From Berneray to Leverburgh on Harris is about 5 miles, if you manage to hitch a lift on a passing crow. By ferry, it is much further and for your money you get an hour of wonderful cruising. It is rather like a ski slalom as the boat weaves between the red and green buoys and around the innumerable islands and islets between Berneray and Harris.

We set off and Harris looks to be delightfully ahead.

But watch out helmsman. We need to avoid these rocks.

And these, as well. We can also see here the two islands of Killegray and Ensay – the Carminish Islands. They are on the straight line between Berneray and Leverburgh.

That’s mountainous Harris.

And we are getting closer to Leverburgh where the ferry terminal is sited.


But still there are slalom buoys to get round.

The view straight ahead with Leverburgh now on our starboard side.

But after a really lovely cruise we do head in to the Harris terminal.

We are in the protected waters of Leverburgh Harbour on Harris.

Harris! Actually the hills in the background might be on neighbouring Taransay.

And there we definitely see Taransay.

A photographer lines things up.
At this point it is confession time. I’d had enough and was desperate to get a tent up and get a cup of tea inside me. So, as fast as slow moving traffic allowed, we went over the mountains to Tarbert, the main place on Harris and continued generally northwards.
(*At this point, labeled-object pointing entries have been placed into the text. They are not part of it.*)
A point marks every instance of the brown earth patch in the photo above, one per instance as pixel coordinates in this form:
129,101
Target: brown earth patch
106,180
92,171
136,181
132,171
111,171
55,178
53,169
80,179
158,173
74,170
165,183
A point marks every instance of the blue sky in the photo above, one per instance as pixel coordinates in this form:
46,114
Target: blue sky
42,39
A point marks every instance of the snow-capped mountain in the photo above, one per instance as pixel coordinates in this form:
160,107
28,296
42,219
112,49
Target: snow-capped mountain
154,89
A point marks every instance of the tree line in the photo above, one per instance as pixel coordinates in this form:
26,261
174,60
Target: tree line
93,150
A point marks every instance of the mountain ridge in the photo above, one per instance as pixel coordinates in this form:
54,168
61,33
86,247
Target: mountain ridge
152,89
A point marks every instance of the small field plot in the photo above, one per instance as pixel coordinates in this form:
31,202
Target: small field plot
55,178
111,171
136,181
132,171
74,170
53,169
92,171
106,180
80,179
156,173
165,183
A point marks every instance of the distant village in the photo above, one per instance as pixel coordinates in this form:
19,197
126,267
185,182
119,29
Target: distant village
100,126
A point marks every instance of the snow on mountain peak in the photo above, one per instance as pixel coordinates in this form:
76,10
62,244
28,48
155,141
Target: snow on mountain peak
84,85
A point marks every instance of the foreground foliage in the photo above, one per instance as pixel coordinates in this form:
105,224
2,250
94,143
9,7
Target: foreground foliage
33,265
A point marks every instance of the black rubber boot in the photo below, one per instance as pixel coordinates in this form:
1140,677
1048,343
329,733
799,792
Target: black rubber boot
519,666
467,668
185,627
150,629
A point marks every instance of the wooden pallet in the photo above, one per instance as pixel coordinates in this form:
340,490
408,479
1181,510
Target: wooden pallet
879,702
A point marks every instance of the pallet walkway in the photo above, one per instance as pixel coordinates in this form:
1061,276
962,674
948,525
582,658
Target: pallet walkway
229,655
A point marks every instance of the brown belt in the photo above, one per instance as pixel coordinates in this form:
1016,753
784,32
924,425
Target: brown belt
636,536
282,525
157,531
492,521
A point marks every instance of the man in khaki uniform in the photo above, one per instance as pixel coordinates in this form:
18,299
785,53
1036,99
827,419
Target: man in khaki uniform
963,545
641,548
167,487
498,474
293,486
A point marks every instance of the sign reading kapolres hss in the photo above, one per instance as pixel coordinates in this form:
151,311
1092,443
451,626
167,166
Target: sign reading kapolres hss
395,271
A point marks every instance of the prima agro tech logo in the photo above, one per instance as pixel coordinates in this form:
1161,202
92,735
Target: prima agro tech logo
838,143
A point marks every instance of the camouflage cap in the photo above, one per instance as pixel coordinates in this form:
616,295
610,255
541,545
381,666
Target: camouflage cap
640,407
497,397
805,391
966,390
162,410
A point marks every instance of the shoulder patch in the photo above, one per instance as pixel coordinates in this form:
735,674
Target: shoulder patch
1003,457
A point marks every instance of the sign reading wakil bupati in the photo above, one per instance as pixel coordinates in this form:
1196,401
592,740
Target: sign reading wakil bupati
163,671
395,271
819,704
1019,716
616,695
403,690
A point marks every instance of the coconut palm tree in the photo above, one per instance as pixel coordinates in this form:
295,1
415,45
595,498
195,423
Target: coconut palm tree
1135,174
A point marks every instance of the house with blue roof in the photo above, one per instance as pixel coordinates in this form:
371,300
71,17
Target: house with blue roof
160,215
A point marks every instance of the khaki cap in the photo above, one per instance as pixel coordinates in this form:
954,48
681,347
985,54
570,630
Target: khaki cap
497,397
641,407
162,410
The mountains, bleak and gaunt, gave way to gentler countryside and we had moved seamlessly from Harris to Lewis. Yes, the two are one island but in times past, the mountains were a blockage and boat transport was used to travel down to Tarbert giving rise to the idea of two islands.
We passed Loch Seaforth, which brought back memories of a 1970 trip to Scotland when a boat we used from Mallaig to Kyle of Lochalsh had carried the name, ‘Loch Seaforth’.
Eventually, we arrived at Stornoway, capital of the Outer Hebrides and found the camp site. It was not a particularly lovely one but it was to be home for three days.